The Skin Ointment Has Formed [a Hole In The Australian Head]

Table of contents:

The Skin Ointment Has Formed [a Hole In The Australian Head]
The Skin Ointment Has Formed [a Hole In The Australian Head]

Video: The Skin Ointment Has Formed [a Hole In The Australian Head]

Video: The Skin Ointment Has Formed [a Hole In The Australian Head]
Video: Stretchiest skin in the world! - Guinness World Records 2023, December
Anonim

The skin ointment has formed [a hole in the Australian head]

A 55-year-old resident of the Australian city of Brisbane developed a 2.5-centimeter hole in his right temple on his head after using an ointment (black balm) for several months that he hoped would cure him of skin cancer, reportedly in the Medical Journal of Australia.

The skin ointment has formed [a hole in the Australian head]
The skin ointment has formed [a hole in the Australian head]

A hole in the patient's temple formed from black ointment.

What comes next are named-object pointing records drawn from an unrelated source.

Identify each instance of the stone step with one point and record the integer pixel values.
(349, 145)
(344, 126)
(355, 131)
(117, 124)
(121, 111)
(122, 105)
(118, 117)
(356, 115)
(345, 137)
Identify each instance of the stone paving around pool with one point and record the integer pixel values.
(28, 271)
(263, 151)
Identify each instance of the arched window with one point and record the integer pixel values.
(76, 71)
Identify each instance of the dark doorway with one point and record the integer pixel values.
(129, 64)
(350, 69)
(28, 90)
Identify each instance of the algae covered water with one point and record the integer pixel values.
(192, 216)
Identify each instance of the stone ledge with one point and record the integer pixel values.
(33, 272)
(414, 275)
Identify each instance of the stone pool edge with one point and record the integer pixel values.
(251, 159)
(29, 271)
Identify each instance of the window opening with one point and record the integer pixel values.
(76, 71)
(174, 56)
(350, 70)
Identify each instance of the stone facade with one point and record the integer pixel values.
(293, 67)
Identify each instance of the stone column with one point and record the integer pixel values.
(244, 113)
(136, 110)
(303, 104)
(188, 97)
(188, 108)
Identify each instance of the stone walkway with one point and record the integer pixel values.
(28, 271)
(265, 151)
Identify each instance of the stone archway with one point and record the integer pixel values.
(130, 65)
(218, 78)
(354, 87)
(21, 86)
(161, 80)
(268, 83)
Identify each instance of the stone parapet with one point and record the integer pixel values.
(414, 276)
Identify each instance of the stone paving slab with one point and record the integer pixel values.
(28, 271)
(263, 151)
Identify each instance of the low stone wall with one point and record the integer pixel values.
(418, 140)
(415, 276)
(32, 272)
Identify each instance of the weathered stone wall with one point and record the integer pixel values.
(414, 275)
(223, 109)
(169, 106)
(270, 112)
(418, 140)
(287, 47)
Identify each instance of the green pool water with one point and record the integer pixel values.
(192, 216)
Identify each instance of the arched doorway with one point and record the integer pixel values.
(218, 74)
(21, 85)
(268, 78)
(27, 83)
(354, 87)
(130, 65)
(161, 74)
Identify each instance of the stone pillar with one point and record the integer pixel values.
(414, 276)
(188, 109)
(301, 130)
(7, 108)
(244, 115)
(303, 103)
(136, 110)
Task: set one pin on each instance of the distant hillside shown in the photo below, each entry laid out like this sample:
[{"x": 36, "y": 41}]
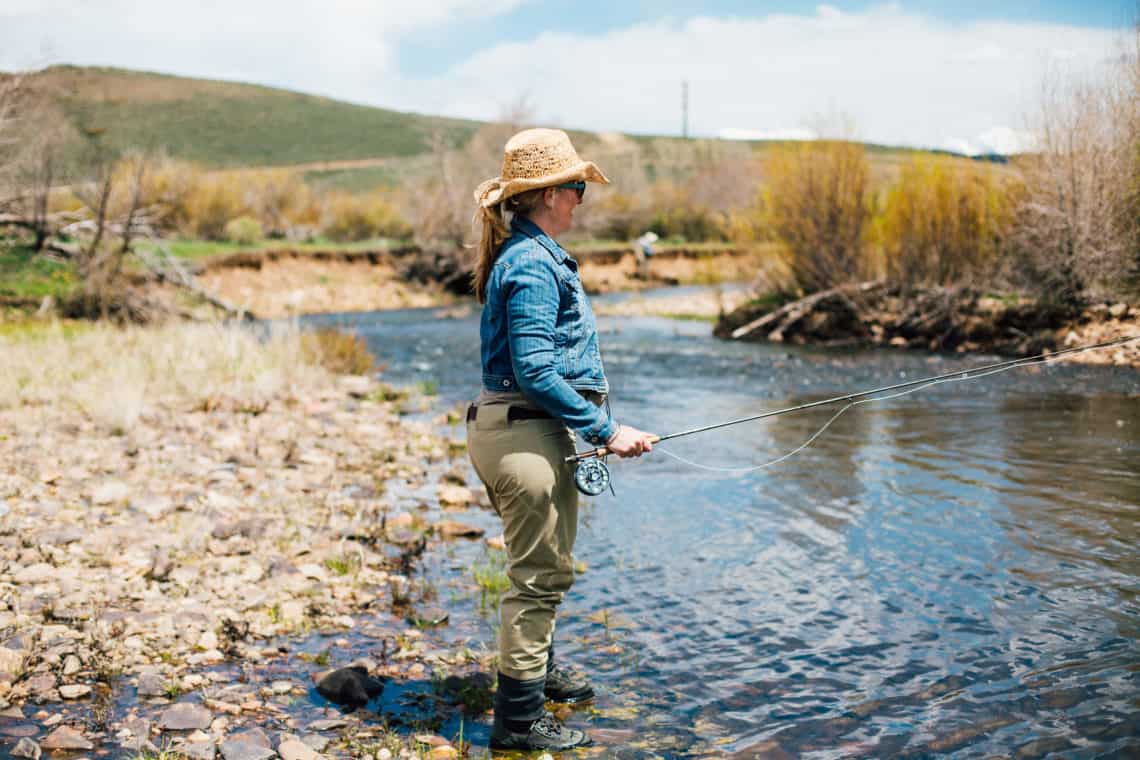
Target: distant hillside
[{"x": 226, "y": 124}]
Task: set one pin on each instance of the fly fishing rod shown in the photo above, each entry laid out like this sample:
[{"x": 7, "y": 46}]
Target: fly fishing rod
[{"x": 592, "y": 476}]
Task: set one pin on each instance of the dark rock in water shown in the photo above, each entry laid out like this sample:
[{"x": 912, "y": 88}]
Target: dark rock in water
[
  {"x": 26, "y": 748},
  {"x": 351, "y": 687}
]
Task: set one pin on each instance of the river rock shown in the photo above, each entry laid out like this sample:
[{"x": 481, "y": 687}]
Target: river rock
[
  {"x": 65, "y": 737},
  {"x": 231, "y": 750},
  {"x": 74, "y": 691},
  {"x": 252, "y": 736},
  {"x": 185, "y": 717},
  {"x": 294, "y": 750},
  {"x": 72, "y": 664},
  {"x": 152, "y": 684},
  {"x": 453, "y": 529},
  {"x": 111, "y": 492},
  {"x": 26, "y": 748},
  {"x": 11, "y": 660},
  {"x": 204, "y": 750},
  {"x": 42, "y": 687},
  {"x": 19, "y": 729},
  {"x": 154, "y": 506},
  {"x": 456, "y": 496},
  {"x": 351, "y": 687},
  {"x": 41, "y": 572}
]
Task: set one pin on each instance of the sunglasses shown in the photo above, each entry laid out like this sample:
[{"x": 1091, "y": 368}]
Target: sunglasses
[{"x": 577, "y": 187}]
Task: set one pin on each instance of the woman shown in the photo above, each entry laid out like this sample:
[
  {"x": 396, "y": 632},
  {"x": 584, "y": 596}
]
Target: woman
[{"x": 543, "y": 377}]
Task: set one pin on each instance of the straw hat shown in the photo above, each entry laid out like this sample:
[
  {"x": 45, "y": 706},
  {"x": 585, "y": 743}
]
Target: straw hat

Illustration from the Medical Journal of Australia. /

A 55-year-old resident of the Australian city of Brisbane developed a 2.5-centimeter hole in his right temple on his head after using an ointment (black balm) for several months that he hoped would cure him of skin cancer, reportedly in the Medical Journal of Australia.

Black salve is used in alternative medicine as a treatment for damaged skin (including skin cancer), applied to moles and scars. As a result of regular use, a black scar forms on the skin surface, which subsequently subsides. Black ointments were popular in the early 1990s, but in 2004 they were classified as a counterfeit drug by the US Food and Drug Administration (FDA), and measures were taken to ban their distribution in the United States.

It was only in 2012 that the Australian Medicines Administration (TGA) declared black balm unsuitable for treating skin lesions, but its distribution and use has not yet been banned. “There is no reliable scientific evidence that black or red balm can cure cancer,” said a TGA spokesman. However, the health ministry's warning does not stop the widespread use of black ointment in the country.

{# vrez.58470}

The victim, hoping to cure skin cancer, used black balm for four months and did not seek medical help until a black "hole" 2.5 centimeters in diameter formed on his head. The ointment he used, also known as drawing salve, contained the alkaloid sanguinarine from the poisonous medicinal plant Potentilla erecta, or blood root, and zinc chloride.

To relieve severe headaches, the patient used narcotic painkillers, and doctors at Princess Alexandra Hospital, where he went last September, initially thought that surgery would be required, but after weighing the pros and cons, they decided that you can do without surgery. The patient was prescribed drugs and sent home, and after three months the hole in his temple was tightened.

"People use such ointments more often than we think," Dermatologist Erin McMeniman quoted the Daily Mail as saying. - Patients often hide this fact, and doctors discover cases that already have serious complications. As a rule, the tumor does not heal, and even after a year after using the ointment, it continues to grow under the scar formed as a result of the application of black balm."